Lo studio di Molica e colleghi ha incluso 220 pazienti di età maggiore di 75 anni che tra il 2010 e il 2023 hanno ricevuto un trattamento che comprendeva solo farmaci ipometilanti (164 con azacitidina; 56 con decitabina). Nell’analisi, finalizzata a valutare l’impatto del tempo fra la diagnosi e l’inizio della terapia (time from diagnosis to treatment start, TDT), i pazienti sono stati suddivisi in 4 coorti: TDT minore di 15 giorni (n= 85), fra 15-30 giorni (n = 64), fra 31-45 giorni (n= 33), maggiore di 45 (n= 38).

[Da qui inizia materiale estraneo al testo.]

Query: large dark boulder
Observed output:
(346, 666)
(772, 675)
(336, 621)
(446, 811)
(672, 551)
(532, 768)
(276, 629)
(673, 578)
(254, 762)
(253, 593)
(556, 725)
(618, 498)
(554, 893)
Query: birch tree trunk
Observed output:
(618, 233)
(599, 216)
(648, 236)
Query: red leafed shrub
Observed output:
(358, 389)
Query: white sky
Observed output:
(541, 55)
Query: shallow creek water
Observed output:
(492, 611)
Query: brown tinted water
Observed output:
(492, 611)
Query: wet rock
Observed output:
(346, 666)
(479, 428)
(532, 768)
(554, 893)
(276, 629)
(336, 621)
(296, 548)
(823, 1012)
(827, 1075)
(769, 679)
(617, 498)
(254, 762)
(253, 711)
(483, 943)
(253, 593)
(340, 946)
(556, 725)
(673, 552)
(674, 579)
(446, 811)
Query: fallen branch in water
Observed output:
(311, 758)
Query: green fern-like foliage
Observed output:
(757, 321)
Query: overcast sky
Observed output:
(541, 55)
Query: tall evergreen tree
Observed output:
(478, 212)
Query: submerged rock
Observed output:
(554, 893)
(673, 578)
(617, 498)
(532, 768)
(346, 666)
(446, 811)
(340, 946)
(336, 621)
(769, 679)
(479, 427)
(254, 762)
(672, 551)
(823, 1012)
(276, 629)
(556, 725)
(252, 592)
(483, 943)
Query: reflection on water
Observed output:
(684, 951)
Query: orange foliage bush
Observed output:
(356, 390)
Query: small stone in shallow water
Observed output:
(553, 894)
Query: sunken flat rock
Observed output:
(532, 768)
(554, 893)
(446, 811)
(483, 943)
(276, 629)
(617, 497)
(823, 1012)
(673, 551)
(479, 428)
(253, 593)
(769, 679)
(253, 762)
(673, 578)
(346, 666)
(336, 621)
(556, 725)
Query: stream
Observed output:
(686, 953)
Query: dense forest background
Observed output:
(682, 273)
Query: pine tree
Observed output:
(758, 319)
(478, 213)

La sopravvivenza globale mediana è stata di 7,5 mesi, 11 mesi, 7,4 mesi, e 7,6 mesi nelle coorti con TDT < 15, 15-30, 31-45 e > 45 giorni rispettivamente. La sopravvivenza libera da malattia mediana è stata di 5,8 mesi, 9,8 mesi, 5 mesi e 5,7 mesi per TDT < 15, 15-30, 31-45 e > 45 giorni rispettivamente. La sopravvivenza globale e la sopravvivenza libera da malattia non hanno mostrato differenze significative nei quattro gruppi; anche in questo caso il tempo fra la diagnosi e l’inizio della terapia non ha mostrato un valore prognostico.

Questo studio, in altri termini, dimostra che un prolungato intervallo fra diagnosi e inizio di terapia motivato da problematiche cliniche (controllo di complicanze infettive e/o metaboliche) non ha alcun impatto sull’andamento della malattia, anche quando è maggiore di 45 giorni.

Nella pubblicazione, i ricercatori fanno notare che il gruppo con TDT compreso tra 15 e 30 giorni ha ottenuto risultati leggermente migliori rispetto agli altri gruppi. La differenza non è statisticamente significativa e, precisa Molica, potrebbe essere casuale. Tuttavia nella pubblicazione segnalano un altro recente studio che ha mostrato risultati simili in termini di tempo di sopravvivenza globale: i pazienti che cominciavano il trattamento (ipometitanti + venetoclax in questo caso) tra 8 e 15 giorni dalla diagnosi hanno avuto risultati migliori sia rispetto ai pazienti che cominciavano subito il trattamento (0-7 giorni), sia rispetto a quelli che ritardavano (>15 giorni).

Ė possibile quindi che esista una “finestra temporale” ottimale per l’inizio del trattamento che, da una parte, consenta di avere il tempo necessario per trattare adeguatamente le complicanze correlate alla AML e, dall’altra, di disporre dei dati biologici per una migliore personalizzazione della terapia. Una migliore definizione di questo importante aspetto di pratica clinica implica la necessità di disporre di maggiori dati di letteratura.

“Lo step successivo è quello di validare ulteriormente i risultati relativi all’impatto prognostico dell’intervallo fra diagnosi e tempo alla terapia in pazienti trattati con una combinazione di ipometilanti e venetoclax”, conclude Molica.